Elles ne sont pas seulement liées au trafic de drogue, mais également à d´autres activités économiques illégales, telles que le contrôle des
territoires, avec une conception claire d'attaquer les défenseurs des droits humains et les leaders sociaux, comme les organisations des
victimes.

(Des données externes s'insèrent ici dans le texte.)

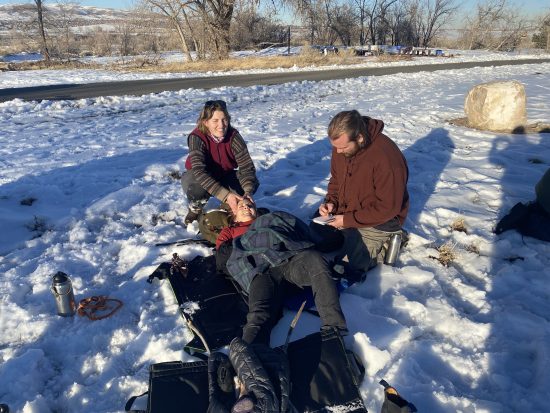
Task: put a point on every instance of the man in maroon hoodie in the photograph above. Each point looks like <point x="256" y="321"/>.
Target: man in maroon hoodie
<point x="367" y="191"/>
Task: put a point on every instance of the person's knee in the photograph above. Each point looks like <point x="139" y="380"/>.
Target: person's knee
<point x="313" y="258"/>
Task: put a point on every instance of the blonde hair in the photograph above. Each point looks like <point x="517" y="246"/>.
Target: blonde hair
<point x="349" y="122"/>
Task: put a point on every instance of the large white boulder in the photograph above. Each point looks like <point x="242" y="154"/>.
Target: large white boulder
<point x="496" y="106"/>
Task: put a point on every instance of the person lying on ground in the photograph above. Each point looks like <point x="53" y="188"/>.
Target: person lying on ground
<point x="262" y="253"/>
<point x="218" y="163"/>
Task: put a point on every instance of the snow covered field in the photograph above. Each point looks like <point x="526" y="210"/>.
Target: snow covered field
<point x="471" y="337"/>
<point x="55" y="77"/>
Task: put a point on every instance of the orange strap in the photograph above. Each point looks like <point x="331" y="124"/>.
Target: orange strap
<point x="98" y="304"/>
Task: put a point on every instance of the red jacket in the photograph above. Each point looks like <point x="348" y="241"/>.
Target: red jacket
<point x="370" y="189"/>
<point x="219" y="158"/>
<point x="233" y="231"/>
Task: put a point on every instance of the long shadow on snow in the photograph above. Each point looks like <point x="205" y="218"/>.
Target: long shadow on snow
<point x="517" y="362"/>
<point x="78" y="187"/>
<point x="427" y="158"/>
<point x="60" y="192"/>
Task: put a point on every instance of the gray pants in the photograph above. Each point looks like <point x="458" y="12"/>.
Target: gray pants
<point x="364" y="247"/>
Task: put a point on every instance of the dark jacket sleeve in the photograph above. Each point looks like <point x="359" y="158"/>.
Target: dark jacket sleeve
<point x="222" y="256"/>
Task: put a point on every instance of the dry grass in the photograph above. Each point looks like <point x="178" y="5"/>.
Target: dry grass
<point x="393" y="58"/>
<point x="305" y="59"/>
<point x="61" y="65"/>
<point x="447" y="253"/>
<point x="309" y="57"/>
<point x="459" y="225"/>
<point x="473" y="248"/>
<point x="174" y="175"/>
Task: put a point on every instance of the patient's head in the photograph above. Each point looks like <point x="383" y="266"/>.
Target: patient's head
<point x="246" y="210"/>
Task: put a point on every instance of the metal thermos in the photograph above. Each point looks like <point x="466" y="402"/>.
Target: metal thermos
<point x="393" y="249"/>
<point x="62" y="290"/>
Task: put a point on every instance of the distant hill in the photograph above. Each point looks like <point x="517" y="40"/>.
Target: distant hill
<point x="15" y="16"/>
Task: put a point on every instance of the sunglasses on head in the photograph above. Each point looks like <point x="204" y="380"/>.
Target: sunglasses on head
<point x="215" y="103"/>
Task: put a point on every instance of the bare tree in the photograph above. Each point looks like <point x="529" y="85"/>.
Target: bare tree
<point x="428" y="17"/>
<point x="251" y="29"/>
<point x="42" y="32"/>
<point x="63" y="24"/>
<point x="495" y="25"/>
<point x="400" y="25"/>
<point x="174" y="10"/>
<point x="372" y="15"/>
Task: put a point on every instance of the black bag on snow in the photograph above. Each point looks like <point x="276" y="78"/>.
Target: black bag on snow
<point x="324" y="377"/>
<point x="394" y="402"/>
<point x="529" y="219"/>
<point x="174" y="387"/>
<point x="222" y="310"/>
<point x="323" y="373"/>
<point x="210" y="303"/>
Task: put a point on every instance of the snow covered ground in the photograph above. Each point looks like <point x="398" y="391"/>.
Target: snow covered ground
<point x="86" y="188"/>
<point x="54" y="77"/>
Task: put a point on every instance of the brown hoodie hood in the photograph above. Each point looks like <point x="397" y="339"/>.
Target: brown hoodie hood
<point x="370" y="188"/>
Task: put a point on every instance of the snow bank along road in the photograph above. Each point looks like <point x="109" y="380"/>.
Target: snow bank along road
<point x="141" y="87"/>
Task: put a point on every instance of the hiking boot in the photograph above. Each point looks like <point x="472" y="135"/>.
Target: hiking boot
<point x="245" y="404"/>
<point x="192" y="216"/>
<point x="328" y="330"/>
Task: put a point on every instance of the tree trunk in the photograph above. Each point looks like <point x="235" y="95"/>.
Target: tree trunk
<point x="41" y="30"/>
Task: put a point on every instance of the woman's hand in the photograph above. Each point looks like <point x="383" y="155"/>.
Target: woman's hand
<point x="325" y="209"/>
<point x="338" y="222"/>
<point x="232" y="200"/>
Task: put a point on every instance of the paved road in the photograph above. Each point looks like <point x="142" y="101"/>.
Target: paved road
<point x="141" y="87"/>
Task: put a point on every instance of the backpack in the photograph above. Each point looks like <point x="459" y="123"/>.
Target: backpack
<point x="533" y="218"/>
<point x="212" y="222"/>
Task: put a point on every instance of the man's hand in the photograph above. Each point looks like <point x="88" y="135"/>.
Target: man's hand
<point x="338" y="222"/>
<point x="325" y="209"/>
<point x="232" y="200"/>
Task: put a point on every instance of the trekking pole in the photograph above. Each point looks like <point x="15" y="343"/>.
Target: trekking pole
<point x="186" y="241"/>
<point x="293" y="324"/>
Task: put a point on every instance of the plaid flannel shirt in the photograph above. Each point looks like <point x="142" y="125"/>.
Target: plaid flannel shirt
<point x="271" y="240"/>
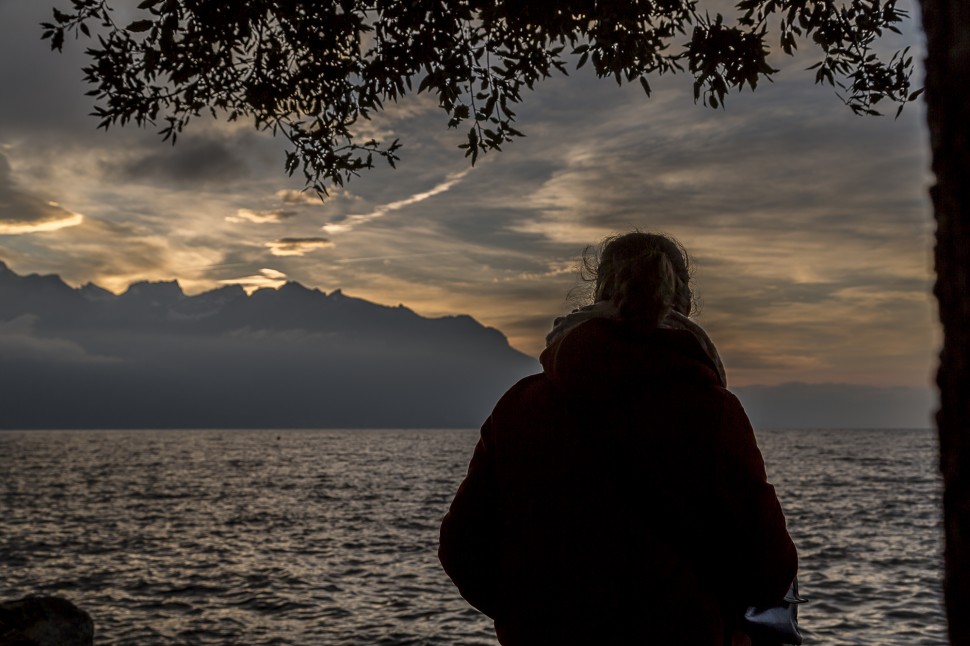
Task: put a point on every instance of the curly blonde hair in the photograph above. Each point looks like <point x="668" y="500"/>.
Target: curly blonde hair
<point x="645" y="275"/>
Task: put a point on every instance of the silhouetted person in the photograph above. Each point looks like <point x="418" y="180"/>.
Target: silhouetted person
<point x="620" y="497"/>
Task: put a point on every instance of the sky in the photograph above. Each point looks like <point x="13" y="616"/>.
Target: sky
<point x="809" y="227"/>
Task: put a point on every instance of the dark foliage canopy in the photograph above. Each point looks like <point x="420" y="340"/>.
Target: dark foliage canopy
<point x="312" y="71"/>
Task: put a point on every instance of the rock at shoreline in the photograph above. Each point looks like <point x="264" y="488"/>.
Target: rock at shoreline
<point x="44" y="621"/>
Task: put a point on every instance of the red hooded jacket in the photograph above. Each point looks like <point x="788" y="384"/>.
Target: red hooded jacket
<point x="618" y="498"/>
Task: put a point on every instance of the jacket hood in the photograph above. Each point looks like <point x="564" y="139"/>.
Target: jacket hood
<point x="601" y="355"/>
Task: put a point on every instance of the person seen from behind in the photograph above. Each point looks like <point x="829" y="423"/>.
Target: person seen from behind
<point x="619" y="497"/>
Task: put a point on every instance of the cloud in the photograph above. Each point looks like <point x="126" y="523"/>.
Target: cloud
<point x="349" y="222"/>
<point x="290" y="196"/>
<point x="20" y="343"/>
<point x="297" y="246"/>
<point x="22" y="213"/>
<point x="261" y="217"/>
<point x="267" y="277"/>
<point x="203" y="159"/>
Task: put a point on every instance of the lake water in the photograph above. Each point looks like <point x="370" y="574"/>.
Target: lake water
<point x="329" y="537"/>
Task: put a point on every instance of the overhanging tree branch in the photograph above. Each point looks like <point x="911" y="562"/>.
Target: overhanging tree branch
<point x="312" y="70"/>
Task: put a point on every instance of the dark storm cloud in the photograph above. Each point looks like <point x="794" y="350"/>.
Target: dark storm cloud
<point x="21" y="212"/>
<point x="297" y="246"/>
<point x="198" y="161"/>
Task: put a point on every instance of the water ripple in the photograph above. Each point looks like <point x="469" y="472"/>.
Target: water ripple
<point x="329" y="537"/>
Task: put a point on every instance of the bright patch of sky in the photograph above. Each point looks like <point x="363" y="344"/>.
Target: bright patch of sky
<point x="810" y="227"/>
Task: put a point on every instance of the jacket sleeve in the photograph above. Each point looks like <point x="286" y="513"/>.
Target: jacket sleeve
<point x="762" y="561"/>
<point x="468" y="548"/>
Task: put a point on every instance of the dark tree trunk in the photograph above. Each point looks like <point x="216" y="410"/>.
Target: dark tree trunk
<point x="947" y="25"/>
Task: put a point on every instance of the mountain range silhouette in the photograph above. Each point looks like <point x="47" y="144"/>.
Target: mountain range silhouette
<point x="293" y="357"/>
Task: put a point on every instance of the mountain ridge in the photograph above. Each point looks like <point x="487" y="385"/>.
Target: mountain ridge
<point x="155" y="357"/>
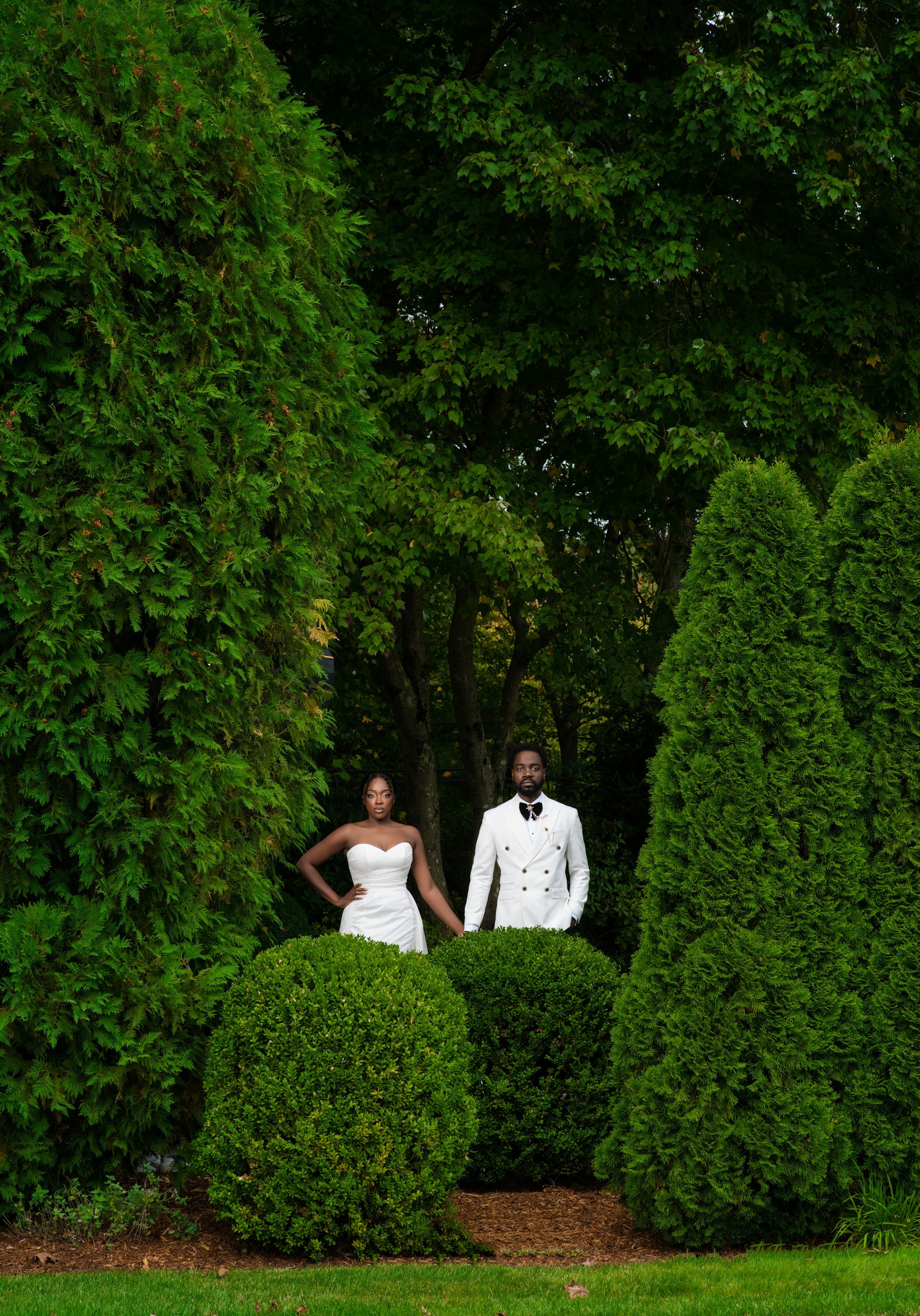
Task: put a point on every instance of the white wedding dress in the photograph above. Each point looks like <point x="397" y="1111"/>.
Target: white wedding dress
<point x="387" y="912"/>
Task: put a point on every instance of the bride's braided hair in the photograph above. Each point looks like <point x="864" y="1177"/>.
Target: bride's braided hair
<point x="376" y="777"/>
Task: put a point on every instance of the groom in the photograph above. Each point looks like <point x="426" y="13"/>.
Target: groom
<point x="532" y="838"/>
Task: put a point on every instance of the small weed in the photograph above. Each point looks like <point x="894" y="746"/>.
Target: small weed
<point x="108" y="1211"/>
<point x="881" y="1215"/>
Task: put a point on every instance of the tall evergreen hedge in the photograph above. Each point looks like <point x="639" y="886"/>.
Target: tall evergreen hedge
<point x="735" y="1025"/>
<point x="873" y="545"/>
<point x="179" y="437"/>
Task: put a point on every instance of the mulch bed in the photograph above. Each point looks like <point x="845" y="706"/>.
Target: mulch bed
<point x="543" y="1227"/>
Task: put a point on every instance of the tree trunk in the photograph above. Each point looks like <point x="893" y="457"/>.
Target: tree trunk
<point x="486" y="773"/>
<point x="406" y="679"/>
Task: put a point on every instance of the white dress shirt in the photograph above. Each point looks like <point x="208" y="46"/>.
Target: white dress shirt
<point x="532" y="824"/>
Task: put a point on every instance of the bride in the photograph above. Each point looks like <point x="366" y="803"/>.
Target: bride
<point x="381" y="856"/>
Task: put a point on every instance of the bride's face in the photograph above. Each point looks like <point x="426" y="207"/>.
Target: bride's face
<point x="378" y="801"/>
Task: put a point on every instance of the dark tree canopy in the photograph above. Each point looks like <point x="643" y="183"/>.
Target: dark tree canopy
<point x="179" y="444"/>
<point x="606" y="244"/>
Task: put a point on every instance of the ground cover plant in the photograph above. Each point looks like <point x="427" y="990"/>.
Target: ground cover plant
<point x="773" y="1283"/>
<point x="337" y="1101"/>
<point x="881" y="1215"/>
<point x="873" y="544"/>
<point x="736" y="1031"/>
<point x="181" y="435"/>
<point x="107" y="1211"/>
<point x="539" y="1006"/>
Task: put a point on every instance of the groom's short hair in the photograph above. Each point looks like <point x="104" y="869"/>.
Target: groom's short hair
<point x="535" y="749"/>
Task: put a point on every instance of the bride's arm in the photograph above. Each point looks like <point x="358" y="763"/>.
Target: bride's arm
<point x="427" y="889"/>
<point x="323" y="850"/>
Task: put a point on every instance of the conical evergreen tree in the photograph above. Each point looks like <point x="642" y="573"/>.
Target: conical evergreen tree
<point x="736" y="1020"/>
<point x="179" y="437"/>
<point x="873" y="545"/>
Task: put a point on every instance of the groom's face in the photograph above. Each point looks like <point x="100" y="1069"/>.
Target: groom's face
<point x="527" y="773"/>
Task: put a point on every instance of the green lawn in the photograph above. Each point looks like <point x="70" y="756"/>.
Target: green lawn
<point x="799" y="1283"/>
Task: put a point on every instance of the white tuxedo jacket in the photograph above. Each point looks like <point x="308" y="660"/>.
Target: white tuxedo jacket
<point x="533" y="891"/>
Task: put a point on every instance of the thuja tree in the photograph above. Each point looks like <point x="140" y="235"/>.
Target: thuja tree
<point x="181" y="433"/>
<point x="873" y="544"/>
<point x="735" y="1028"/>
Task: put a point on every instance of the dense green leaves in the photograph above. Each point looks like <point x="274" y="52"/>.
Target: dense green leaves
<point x="736" y="1029"/>
<point x="606" y="244"/>
<point x="337" y="1105"/>
<point x="873" y="544"/>
<point x="179" y="440"/>
<point x="539" y="1007"/>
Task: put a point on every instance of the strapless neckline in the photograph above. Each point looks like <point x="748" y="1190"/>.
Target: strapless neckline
<point x="378" y="848"/>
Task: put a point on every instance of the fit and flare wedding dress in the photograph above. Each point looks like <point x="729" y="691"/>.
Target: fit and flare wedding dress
<point x="387" y="912"/>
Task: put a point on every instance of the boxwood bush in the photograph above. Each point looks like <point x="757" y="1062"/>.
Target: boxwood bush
<point x="337" y="1099"/>
<point x="539" y="1010"/>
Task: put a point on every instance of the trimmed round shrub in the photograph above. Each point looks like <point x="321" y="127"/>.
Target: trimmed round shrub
<point x="181" y="439"/>
<point x="337" y="1099"/>
<point x="539" y="1009"/>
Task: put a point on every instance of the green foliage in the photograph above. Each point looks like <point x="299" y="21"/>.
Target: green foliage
<point x="539" y="1007"/>
<point x="179" y="441"/>
<point x="736" y="1027"/>
<point x="337" y="1105"/>
<point x="108" y="1211"/>
<point x="881" y="1216"/>
<point x="873" y="545"/>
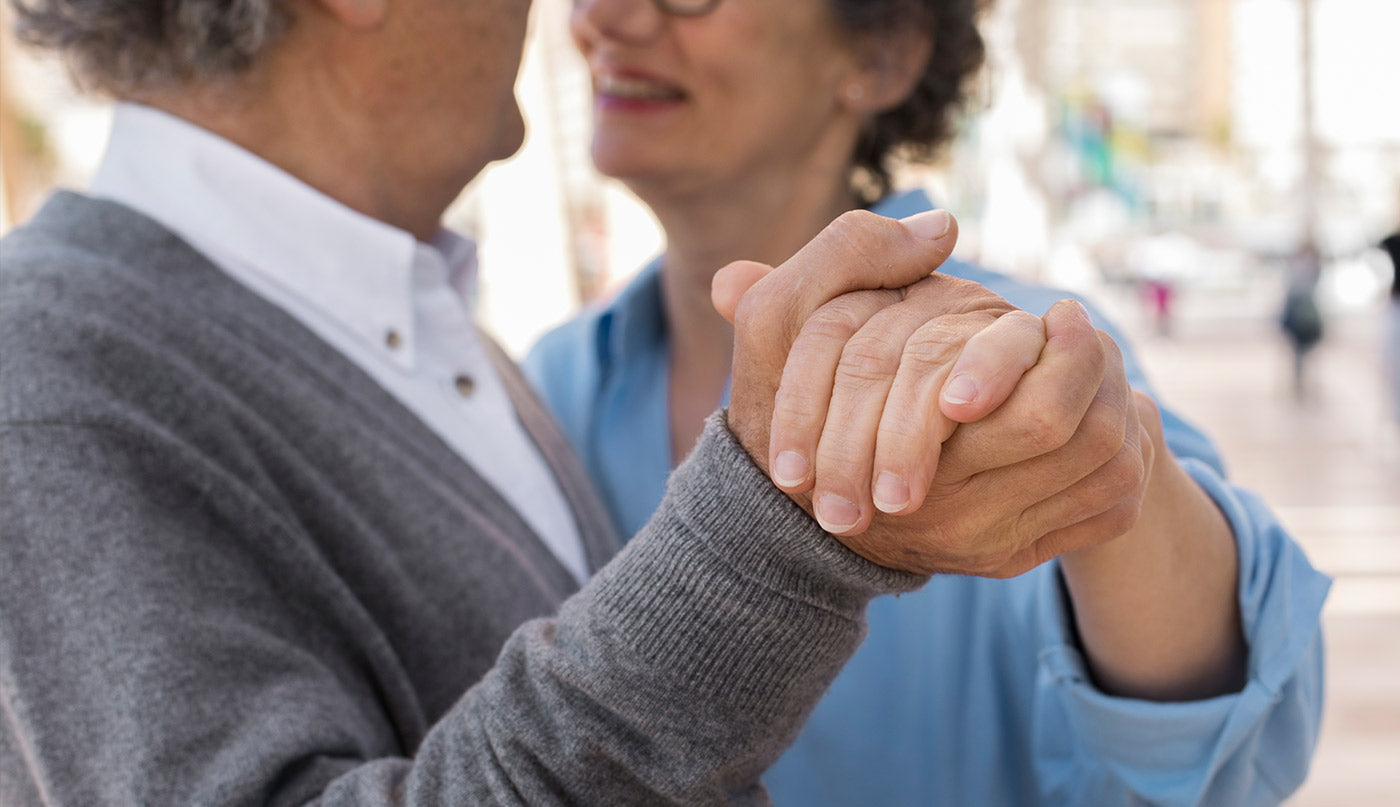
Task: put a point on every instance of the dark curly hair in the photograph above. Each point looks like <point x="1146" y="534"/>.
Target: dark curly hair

Le recrutement important d'enfants et d´adolescents à ces groupes armés a également augmenté les taux d'homicide dans les
deux dernières années ».
En instaurant le principe de condamner ceux qui utilisent des mineurs pour des actions armées, la récente décision du Cour pénale
internationale de La Haye établit un précédent qui a valeur universelle, et peut donc avoir un impact politique et social fort, tant en
Colombie qu'en Sicile, au Mexique ou ailleurs dans le monde.
* Cristiano Morsolin est actuellement opérateur de réseaux internationaux pour les droits des enfants à Bogota. Il a été éducateur de rue à
Palermo (Italie) dans les années 90, coordinateur des programmes sociaux pour l’enfance de coopération internationale à Quito (Equador),
Lima (Pérou), Rio de Janeiro (Brésil) dans la dernière décade. Auteur des notes sur les droits de l'homme et les mouvements sociaux en
Amérique Latine, il est aussi co-auteur du livre « Contre le travail des enfants ? Points de vue du Sud », Editions Syllepse-Paris et Centre
Tricontinental CETRI-Louvain (Belgique), 2009.